County clears Explorer K-8 road fix to ease Spring Hill traffic
County commissioners approved the last agreements needed to realign Explorer Boulevard at Explorer K-8, a fix Somerset Bay will pay for after years of delays.

Hernando County commissioners cleared the way for a long-delayed traffic fix around Explorer K-8 School in Spring Hill, approving agreements that let the county take control of a portion of Explorer Boulevard and allow construction inside Duke Energy Florida’s easement area. The plan is designed to keep parent pickup, drop-off and buses inside the campus at 10252 Northcliffe Blvd. instead of backing traffic onto Northcliffe Boulevard, where congestion has frustrated families, staff and nearby drivers.

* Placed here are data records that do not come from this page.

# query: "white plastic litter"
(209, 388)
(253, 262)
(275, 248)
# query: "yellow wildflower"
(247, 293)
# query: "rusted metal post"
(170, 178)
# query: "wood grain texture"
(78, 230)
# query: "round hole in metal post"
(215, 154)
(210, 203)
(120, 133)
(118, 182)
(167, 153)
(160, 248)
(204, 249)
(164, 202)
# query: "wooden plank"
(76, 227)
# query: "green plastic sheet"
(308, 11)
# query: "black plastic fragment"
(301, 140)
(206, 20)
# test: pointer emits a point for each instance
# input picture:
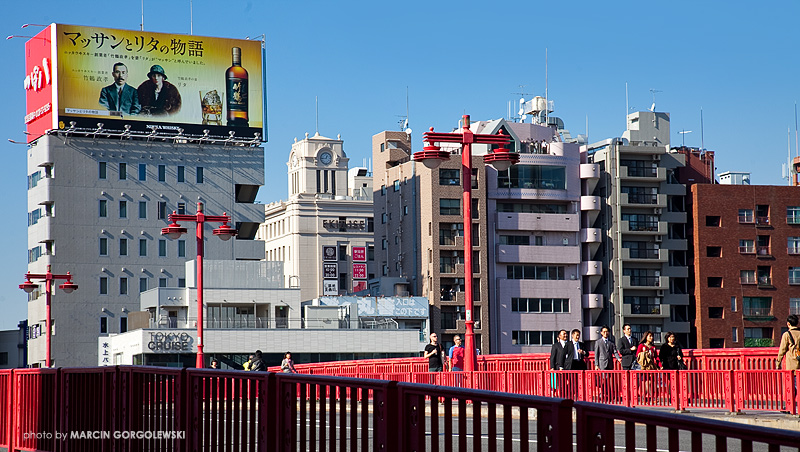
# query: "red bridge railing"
(129, 408)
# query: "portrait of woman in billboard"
(157, 96)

The board approved a Transfer Agreement with the Hernando County School Board and an Encroachment Agreement with Duke Energy Florida, two steps that resolve the property and utility issues blocking the project. The roadway work will be built and paid for by the Somerset Bay residential development, not by county taxpayers. The fix includes realigning a section of Explorer Boulevard and adding better parent queueing lanes and school bus parking, changes county officials say should make circulation safer and more orderly at the school.

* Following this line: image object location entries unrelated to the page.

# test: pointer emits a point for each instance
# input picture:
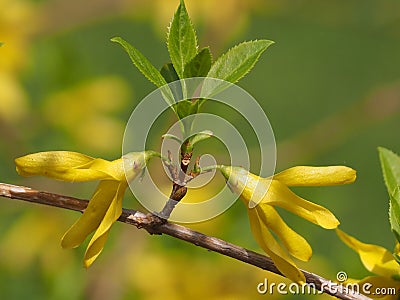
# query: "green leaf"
(394, 215)
(238, 61)
(142, 63)
(199, 65)
(390, 163)
(200, 136)
(181, 40)
(185, 108)
(147, 69)
(169, 73)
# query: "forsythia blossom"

The project has been tied up for years. County records show a Development Agreement with Somerset Land, LLC for Somerset Bay Combined Planned Development Project Phase I was adopted on Nov. 29, 2022, but construction never began. Earlier reporting traced the dispute back to 2006, when Explorer was built and utility and access arrangements were first put in place. At a Dec. 9, 2025 school board workshop, board member Shannon Rodriguez said the district was “basically consummating agreements that started back in 2006.” Duke had also objected in 2023 to parallel driveways in the transition corridor, saying the access changes could affect an encroachment agreement from the original project. By September 2025, the school district was told Duke was willing to accept a revised access plan.

The Somerset developers, Acts 88, LLC and Somerset Land LLC, have pressed the issue for months. In August 2024, Somerset Land sought a 1,560-square-foot piece of Explorer land for a utility easement tied to the school’s existing force main, while also proposing to rebuild the queuing area and add sidewalks, fencing, a gate and a marquee sign. A letter dated Oct. 22, 2024, asked county commissioners to request that the school board transfer Explorer Boulevard to the county. With the latest approvals in place, the county now has the legal framework to start work on a project families have waited years to see move from paper to pavement.